LangFuse is an open-source LLM engineering platform that provides comprehensive observability for AI applications. It offers:
- Distributed Tracing: Visualize the complete execution flow of your agent
- Token Analytics: Track input/output tokens and costs per model
- Evaluation Framework: Score and assess agent responses systematically
- Prompt Management: Version and A/B test system prompts
- Session Tracking: Group related traces by user session
I like it because it is open-source, framework agnostic, has lot of production needed features like datasets & LLM as a judge for Non Regression Testing, Prompt management, and more. May be I will do a deep dive article on this. What I like the most is the simplicity, the dashboards, and the overall UI—it is one of the nicest UIs I've ever seen for LLM observability.

LangFuse integrates via OpenTelemetry (OTEL), making it compatible with any framework that supports OTEL instrumentation—including Strands Agents and Bedrock AgentCore.
Integrating LangFuse with Strands Agents & Bedrock AgentCore
Strands Agents has first-class support for OpenTelemetry through the StrandsTelemetry module.
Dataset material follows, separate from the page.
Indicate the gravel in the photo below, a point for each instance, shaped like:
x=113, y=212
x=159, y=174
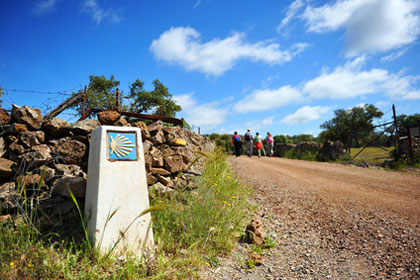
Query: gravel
x=329, y=221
Integration requires just a few lines:
from strands.telemetry import StrandsTelemetry
def initialize_telemetry():
"""Initialize OTEL exporter for LangFuse."""
strands_telemetry = StrandsTelemetry()
strands_telemetry.setup_otlp_exporter()
The magic happens through environment variables that configure the OTEL exporter:
OTEL_EXPORTER_OTLP_ENDPOINT=https://cloud.langfuse.com/api/public/otel
OTEL_EXPORTER_OTLP_HEADERS=Authorization=Basic <base64-encoded-credentials>
In our Terraform module, these are automatically configured when you enable LangFuse:
# From terraform/modules/agentcore/locals.tf
langfuse_env_vars = var.enable_langfuse ? {
DISABLE_ADOT_OBSERVABILITY = "true"
OTEL_EXPORTER_OTLP_ENDPOINT = "https://cloud.langfuse.com/api/public/otel"
OTEL_EXPORTER_OTLP_PROTOCOL = "http/protobuf"
OTEL_EXPORTER_OTLP_HEADERS = local.langfuse_auth_header
} : {}
Et voilà, you are ready to go. Don't forget any of these variables—if one is missing, it will not work.
And obviously you can ask: how can I deploy LangFuse and authenticate the tenant?
You have two options for deployment. You can use the cloud version, so there is nothing to deploy, but all your data will go to LangFuse's servers, and you will need to pay if you want all the features without limits. The other option is to deploy your own LangFuse instance on ECS or EKS. For our demo purposes, we will go with the cloud version: we do not have any critical information, and the free tier is more than sufficient.
What You'll See in LangFuse
Once deployed, every agent invocation creates a detailed trace of all your agent actions and interactions:

Trace Structure for DeepSearch:
- Root Span: The main agent invocation
- Orchestrator Spans: Lead searcher planning and coordination
- Sub-Agent Spans: Individual research agents executing as a task tool call
- Tool Spans: Internet searches, file writes
- Model Spans: Each LLM call with tokens and latency
You really have everything you need to debug your agent, and to understand what it did, and how it did it, the intermediate output and the final ones.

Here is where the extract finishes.